== Background
With the deployment of Page Previews, we introduce a new form of reading Wikipedia content apart from the standard pageviews. We need to measure this for the same reasons as we do for pageviews. These include providing executives with accurate numbers on the overall level of usage of our content, and the editor community with accurate numbers on the readership of the individual articles and projects they are working on. In particular, based on the previous A/B tests, we expect that the deployment of previews on a wiki will cause the total pageviews to decrease for that wiki, but that "page interactions" – any intentional interaction with a page, i.e. page previews + pageviews – will increase. We would like a way to track this metric over time.
This task captures the frontend instrumentation work needed to ensure clients send all required information to the servers. The backend work for storing this data and aggregating it in a form suitable for analysis is captured in T186728.
== QA Steps
On beta cluster with page previews enabled please visit article in debug mode (add `?debug=true` to the URL). WHen popup is visible for more than 1 second the `VirtualPageView` event should be triggered.
== Notes
1. In T184793#3953351, @Ottomata asks that we follow [[https://wikitech.wikimedia.org/wiki/Analytics/Systems/EventLogging/Schema_Guidelines | the EventLogging schema guidelines ]] when creating the Pageview schema (strawdog name) so that it's easier to get events into [[ https://wikitech.wikimedia.org/wiki/Analytics/Systems/Pivot | Pivot ]] and Superset.
== AC
[x] Page interactions are recorded by logging an EventLogging event.
[-] Per T184793#3952974, this instrumentation should be sampled **for testing purposes**. The default sampling rate should be 50%.

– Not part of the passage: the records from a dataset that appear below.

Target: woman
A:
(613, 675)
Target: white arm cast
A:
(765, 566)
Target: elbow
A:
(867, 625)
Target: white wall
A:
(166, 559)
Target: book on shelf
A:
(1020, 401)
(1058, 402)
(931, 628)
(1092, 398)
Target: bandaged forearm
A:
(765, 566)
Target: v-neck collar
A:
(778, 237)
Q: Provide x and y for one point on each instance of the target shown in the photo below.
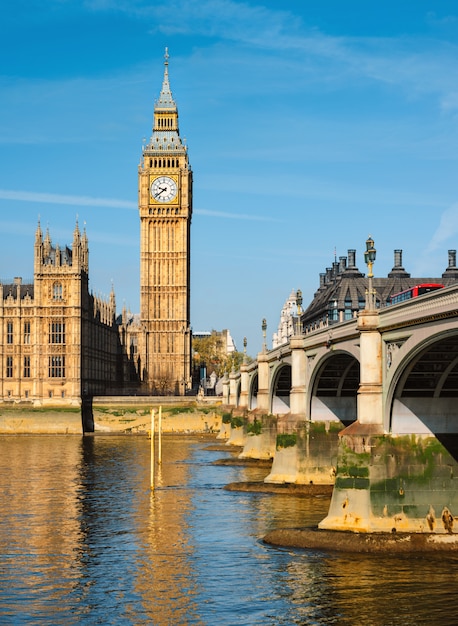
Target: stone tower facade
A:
(165, 208)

NOTE: We estimate that recording a page interaction when a preview has been open for > 1000 ms will correspond to an increase in webrequests per pageview of 0.13%, which corresponds to ~700-800 events/sec (or, roughly, 2x the peak rate from the Page Previews instrumentation). AIUI the Hive EventLogging backend can handle this event rate 💪 but the processors need to be monitored to see if more need to be added.

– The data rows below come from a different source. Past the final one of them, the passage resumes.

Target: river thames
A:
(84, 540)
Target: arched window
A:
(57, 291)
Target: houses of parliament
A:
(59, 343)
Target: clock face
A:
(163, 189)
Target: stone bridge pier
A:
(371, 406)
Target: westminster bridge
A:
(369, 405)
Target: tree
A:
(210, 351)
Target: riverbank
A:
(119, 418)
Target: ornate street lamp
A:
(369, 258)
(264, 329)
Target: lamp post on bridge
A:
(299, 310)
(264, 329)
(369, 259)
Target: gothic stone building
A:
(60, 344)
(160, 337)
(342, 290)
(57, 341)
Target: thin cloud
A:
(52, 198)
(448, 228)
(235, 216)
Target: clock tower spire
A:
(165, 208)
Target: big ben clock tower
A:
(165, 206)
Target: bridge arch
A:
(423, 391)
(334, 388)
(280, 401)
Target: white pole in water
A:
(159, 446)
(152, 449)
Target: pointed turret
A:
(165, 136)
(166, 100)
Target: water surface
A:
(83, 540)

SIGN OFF NOTEI: This was not done and should not be necessary. We are able to enable this per wiki and having enabled this on Hungarian Wikipedia we are able to do the same.
[x] As soon as a preview has been visible for > 1000 ms, a page interaction is recorded with the following information:
- Namespace, title and ID of the page that's being previewed
- Namespace, title and ID of the page that's currently being viewed
[x] If a preview can't be generated for a page, i.e. the "generic" preview is shown (defined as in [[https://meta.wikimedia.org/wiki/Schema:Popups|the Popups schema]]), then no page interaction is recorded.
[x] The instrumentation should be feature flagged and the flag should be disabled by default.
= Open questions
[] The instrumentation should ignore DNT. Requests with the DNT header set are included in our webrequest_raw, [[https://wikitech.wikimedia.org/wiki/Analytics/Data_Lake/Traffic/Webrequest |webrequest]], and pageviews (aggregated) tables and this instrumentation is to be considered analogous. This is being discussed in T187277
---
== Closed Questions
1.
> When a preview has been visible for > 1000 ms
This is subtly different from `$totalInteractionTime > 1000` as `$totalInteractionTime` includes the >= 700 ms to actually show the preview. For reference, [[ https://grafana.wikimedia.org/dashboard/db/reading-web-page-previews?refresh=1m&panelId=6&fullscreen&orgId=1 | the current median time to show a preview is ~740 ms ]].
When do we want to record the page interaction?
See T184793#3896845. When `$totalInteractionTime - $perceivedWait > 1000`.
2. Which URL do we want to request?
We'll use the EventLogging pipeline (per https://lists.wikimedia.org/pipermail/analytics/2018-January/006136.html).